Für Weisungen zuständig sollen ein bis zwei Dreiersenate sein, um „maximale Unabhängigkeit“ zu gewährleisten. Die ÖVP lehnte dieses Modell bisher ab, schon beim Namen schieden sich die Geister. Verfassungsministerin Karoline Edtstadler spricht etwa lieber von einer „Bundesstaatsanwaltschaft“ und beharrt auf einer monokratischen Behörde mit einer dem Parlament verantwortlichen Person an der Spitze.

Konzept, hinter dem „Großteil der Wissenschaft“ steht

„Wir haben erstmals ein Konzept, hinter dem ein Großteil der Wissenschaft bzw. der Zivilgesellschaft und die Justiz stehen“, meinte Zadic dagegen. Auch der Oberste Gerichtshof entscheide in Senaten, die Europäische Staatsanwaltschaft funktioniere ähnlich.

Bei clamorösen Fällen – also Fällen, die von besonderem öffentlichem Interesse sind – könnte eine Generalstaatsanwaltschaft auch zur Beschleunigung beitragen, indem der bisherige Weisungsrat als Instanz jedenfalls wegfällt. Außerdem sollten wichtige Entscheidungen etwa über Anklagen am Ende nicht nur von einer Person getroffen werden.

Auch für einen verbesserten Ersatz der Verteidigerkosten – zuletzt wieder beim nunmehr rechtskräftigen Freispruch von Ex-Vizekanzler Heinz-Christian Strache in Diskussion – will sich Zadic einsetzen.

Kein Verständnis für „Normalitätsdebatte“

Nicht ganz nachvollziehen kann Zadic die derzeitige „Normalitätsdebatte“. „Wir sollten Menschen nicht in normal und abnormal einteilen.“ Im Justizbereich habe man sich nicht umsonst einvernehmlich mit der ÖVP von Begriffen wie „geistig abnorme Rechtsbrecher“ verabschiedet.

Gesetz in weiblicher Form: „Einmal umgekehrt gemacht“

Auch die Verwunderung über ihren vor zwei Monaten präsentierten Gesetzesentwurf zur Flexiblen Kapitalgesellschaft, in dem nur weibliche Formen verwendet werden, überrascht sie. „Die meisten Gesetze sind in rein männlicher Form geschrieben – wir haben das diesmal nur umgekehrt gemacht. Wo soll das Problem liegen?“ Außerdem habe man speziell die Rolle von Gründerinnen hervorheben wollen.

Kritik von ÖVP und FPÖ

Die ÖVP ortete etliche „Baustellen im Justizbereich“, die „endlich“ angegangen werden müssten.

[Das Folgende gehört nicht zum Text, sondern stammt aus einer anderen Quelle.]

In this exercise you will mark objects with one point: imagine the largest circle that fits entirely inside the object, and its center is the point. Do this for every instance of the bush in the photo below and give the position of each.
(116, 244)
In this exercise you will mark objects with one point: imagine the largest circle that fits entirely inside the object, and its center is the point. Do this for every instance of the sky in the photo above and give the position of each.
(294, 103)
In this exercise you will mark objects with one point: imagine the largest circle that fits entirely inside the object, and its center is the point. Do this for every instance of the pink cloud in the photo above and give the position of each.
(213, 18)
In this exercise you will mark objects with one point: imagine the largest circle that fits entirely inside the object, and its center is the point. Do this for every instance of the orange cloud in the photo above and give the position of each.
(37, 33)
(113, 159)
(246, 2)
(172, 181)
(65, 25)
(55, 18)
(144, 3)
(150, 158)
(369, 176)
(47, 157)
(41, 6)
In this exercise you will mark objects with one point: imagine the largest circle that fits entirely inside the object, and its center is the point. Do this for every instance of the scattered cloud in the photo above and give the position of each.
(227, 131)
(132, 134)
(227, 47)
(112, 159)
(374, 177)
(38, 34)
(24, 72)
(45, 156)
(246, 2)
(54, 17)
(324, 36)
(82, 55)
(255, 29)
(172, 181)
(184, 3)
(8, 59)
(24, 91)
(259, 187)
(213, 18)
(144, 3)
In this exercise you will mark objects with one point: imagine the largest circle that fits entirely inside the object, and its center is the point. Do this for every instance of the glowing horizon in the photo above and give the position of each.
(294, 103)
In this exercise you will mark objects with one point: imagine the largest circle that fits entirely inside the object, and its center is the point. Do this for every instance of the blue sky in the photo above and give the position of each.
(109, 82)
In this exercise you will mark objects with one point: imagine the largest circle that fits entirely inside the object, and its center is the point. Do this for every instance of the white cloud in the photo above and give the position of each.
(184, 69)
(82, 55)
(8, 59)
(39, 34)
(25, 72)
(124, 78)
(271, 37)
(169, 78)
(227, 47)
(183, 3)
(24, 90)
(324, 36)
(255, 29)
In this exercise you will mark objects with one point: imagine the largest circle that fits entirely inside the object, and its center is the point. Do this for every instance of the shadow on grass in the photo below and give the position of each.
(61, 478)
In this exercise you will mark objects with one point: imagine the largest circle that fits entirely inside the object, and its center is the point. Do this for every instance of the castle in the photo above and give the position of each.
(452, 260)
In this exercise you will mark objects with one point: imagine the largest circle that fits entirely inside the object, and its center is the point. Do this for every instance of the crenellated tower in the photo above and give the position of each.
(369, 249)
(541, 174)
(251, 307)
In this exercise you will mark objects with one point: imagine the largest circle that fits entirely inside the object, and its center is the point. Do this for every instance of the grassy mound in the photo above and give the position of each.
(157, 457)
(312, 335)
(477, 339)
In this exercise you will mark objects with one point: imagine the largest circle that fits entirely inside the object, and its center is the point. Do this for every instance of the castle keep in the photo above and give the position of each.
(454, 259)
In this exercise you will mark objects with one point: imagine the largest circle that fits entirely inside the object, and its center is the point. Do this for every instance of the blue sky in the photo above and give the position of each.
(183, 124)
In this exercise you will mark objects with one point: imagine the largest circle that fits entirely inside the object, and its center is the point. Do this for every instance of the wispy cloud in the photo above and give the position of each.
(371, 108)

Etwa brauche es eine „Stärkung der Beschuldigtenrechte“ mitsamt Kostenersatz bei Freisprüchen sowie eine Beschleunigung der Verfahren, verlangte Justizsprecherin Michaela Steinacker. In Sachen Bundesstaatsanwalt verwies Steinacker abermals auf die Sicht der ÖVP, wonach an der Weisungsspitze eine Person stehen soll, die dem Parlament verantwortlich ist.

Auch die FPÖ bekräftigte diesbezüglich ihre Position: Ein Generalstaatsanwalt, der nicht dem Interpellationsrecht – also der Möglichkeit der Anfrage durch das Parlament – untersteht, wäre als „demokratiepolitisch bedenklich einzustufen“, so der blaue Justizsprecher Harald Stefan. Die politische Verantwortung müsse beim jeweiligen Justizminister liegen, womit auch parlamentarische Kontrolle möglich sei.